In fact, Marglous isn’t one to give up on anything, or anyone, easily. That ideal also figures into why he helped start JAMI (Jewish Attention to Mental Illness), a monthly support group for families that takes on issues related to mental illness and mental health, with special emphasis on the Jewish community. The group has been meeting for the past five or so years, though Marglous is the first to admit that attracting participants has been slow.

“The biggest problem is getting people to acknowledge the fact that they are dealing with someone in their family who has mental illness,” he says. “Once they come, I think they find the meetings quite helpful. We not only share experiences but also bring in speakers and advisers like lawyers and accountants to help people learn how to get SSDI (Social Security Disability Insurance) benefits, establish estates for their (mentally ill) family member and the like.”

After he retired, Marglous began volunteering at the Harvey Kornblum Jewish Food Pantry once a week. He also is secretary of Temple’s Israel’s Board of Trustees and serves on the boards of the Jewish Community Center and Camp Rainbow. He is currently a member of the Jewish Federation Community Advisory Study Committee for the local Jewish demographic study that Federation has just begun. 

And if all of this wasn’t enough, he keeps “busy” taking four lifelong learning classes at Washington University, which each meet once a week. In addition, he’s part of a men’s roundtable discussion group through OASIS that meets twice a month to discuss current events and he takes a similar class through CAJE (Central Agency for Jewish Education). 

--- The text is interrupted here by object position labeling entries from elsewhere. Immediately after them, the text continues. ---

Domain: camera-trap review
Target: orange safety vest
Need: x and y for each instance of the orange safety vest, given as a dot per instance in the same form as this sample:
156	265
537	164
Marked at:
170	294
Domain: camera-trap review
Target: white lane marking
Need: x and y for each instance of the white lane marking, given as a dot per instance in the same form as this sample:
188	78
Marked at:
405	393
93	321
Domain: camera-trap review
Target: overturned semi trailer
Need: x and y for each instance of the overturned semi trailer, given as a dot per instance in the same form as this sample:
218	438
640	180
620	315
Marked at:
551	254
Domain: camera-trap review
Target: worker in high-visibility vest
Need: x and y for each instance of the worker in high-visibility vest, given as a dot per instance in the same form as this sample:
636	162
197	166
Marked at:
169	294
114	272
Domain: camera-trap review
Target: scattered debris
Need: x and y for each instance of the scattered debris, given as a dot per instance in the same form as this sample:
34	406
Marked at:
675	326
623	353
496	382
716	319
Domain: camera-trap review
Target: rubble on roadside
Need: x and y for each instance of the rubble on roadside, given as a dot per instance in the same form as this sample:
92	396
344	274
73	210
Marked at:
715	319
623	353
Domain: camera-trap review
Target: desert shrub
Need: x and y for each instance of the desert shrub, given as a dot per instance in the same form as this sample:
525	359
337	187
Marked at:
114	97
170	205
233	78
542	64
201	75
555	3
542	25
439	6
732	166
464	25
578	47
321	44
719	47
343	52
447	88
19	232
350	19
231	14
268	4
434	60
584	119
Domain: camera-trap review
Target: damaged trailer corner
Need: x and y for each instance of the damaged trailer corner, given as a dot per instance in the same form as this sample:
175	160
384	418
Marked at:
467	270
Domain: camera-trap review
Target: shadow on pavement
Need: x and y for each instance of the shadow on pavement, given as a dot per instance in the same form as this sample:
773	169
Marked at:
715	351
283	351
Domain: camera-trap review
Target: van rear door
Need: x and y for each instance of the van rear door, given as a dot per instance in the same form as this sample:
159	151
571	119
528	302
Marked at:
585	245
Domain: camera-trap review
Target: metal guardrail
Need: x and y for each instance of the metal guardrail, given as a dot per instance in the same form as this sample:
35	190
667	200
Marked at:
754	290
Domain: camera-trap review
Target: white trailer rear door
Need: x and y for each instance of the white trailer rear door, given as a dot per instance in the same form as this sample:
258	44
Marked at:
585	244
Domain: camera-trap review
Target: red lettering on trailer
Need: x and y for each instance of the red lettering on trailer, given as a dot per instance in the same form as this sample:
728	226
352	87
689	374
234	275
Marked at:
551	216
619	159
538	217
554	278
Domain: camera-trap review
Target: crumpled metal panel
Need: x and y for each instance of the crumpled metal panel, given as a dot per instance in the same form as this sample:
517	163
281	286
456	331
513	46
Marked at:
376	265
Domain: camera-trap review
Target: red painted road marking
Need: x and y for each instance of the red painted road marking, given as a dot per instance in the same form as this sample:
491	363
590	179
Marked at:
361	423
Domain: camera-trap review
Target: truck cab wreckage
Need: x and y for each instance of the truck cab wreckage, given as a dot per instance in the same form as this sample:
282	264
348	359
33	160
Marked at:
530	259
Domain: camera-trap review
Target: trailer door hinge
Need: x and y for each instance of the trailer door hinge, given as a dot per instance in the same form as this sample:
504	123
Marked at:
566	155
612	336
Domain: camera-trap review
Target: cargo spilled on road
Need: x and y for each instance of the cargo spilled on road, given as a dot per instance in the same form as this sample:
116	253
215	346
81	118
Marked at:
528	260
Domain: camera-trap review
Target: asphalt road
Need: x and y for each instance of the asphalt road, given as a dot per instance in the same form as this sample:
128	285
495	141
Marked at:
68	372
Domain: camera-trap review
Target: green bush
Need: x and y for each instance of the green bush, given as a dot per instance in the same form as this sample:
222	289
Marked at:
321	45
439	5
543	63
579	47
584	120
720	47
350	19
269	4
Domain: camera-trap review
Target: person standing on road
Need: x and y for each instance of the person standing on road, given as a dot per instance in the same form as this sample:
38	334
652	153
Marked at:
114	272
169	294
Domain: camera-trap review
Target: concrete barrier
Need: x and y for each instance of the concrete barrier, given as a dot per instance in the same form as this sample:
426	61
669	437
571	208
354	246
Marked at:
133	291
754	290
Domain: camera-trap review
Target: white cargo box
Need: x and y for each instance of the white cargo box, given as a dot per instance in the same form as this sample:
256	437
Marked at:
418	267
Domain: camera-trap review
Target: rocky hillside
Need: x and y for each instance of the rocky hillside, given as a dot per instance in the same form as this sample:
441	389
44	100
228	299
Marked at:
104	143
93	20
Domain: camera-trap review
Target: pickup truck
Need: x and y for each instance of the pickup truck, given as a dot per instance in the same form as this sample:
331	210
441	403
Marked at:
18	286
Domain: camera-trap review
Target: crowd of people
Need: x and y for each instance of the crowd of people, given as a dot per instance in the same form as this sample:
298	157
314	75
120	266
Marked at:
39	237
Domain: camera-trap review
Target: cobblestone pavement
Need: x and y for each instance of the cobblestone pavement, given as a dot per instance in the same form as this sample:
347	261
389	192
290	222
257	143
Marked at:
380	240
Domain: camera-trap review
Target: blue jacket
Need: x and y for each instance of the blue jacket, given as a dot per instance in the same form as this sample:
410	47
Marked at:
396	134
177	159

When he’s not in class or volunteering, Marglous enjoys traveling with his wife; the two especially enjoy cruises. He also looks forward to breakfast everyday after he works out with some of his cronies from the JCC.

“I like keeping busy, but I like being busy doing things that I enjoy and feel strongly about,” he says. “The more I’ve gotten involved with Temple Israel, the more I’ve come to the conclusion that there is something about being Jewish that makes us not only want to take care of our own families but also other people. It’s just the right thing to do.”


Neil Marglous

Age: 68

Residence: Clayton

Quote: “Through his countless hours of volunteer service and his generous philanthropy, he has quietly gone about the ‘business’ of  tikkun olam – repairing the world.”  — Carol Wolf Solomon,  talking about Neil Marglous.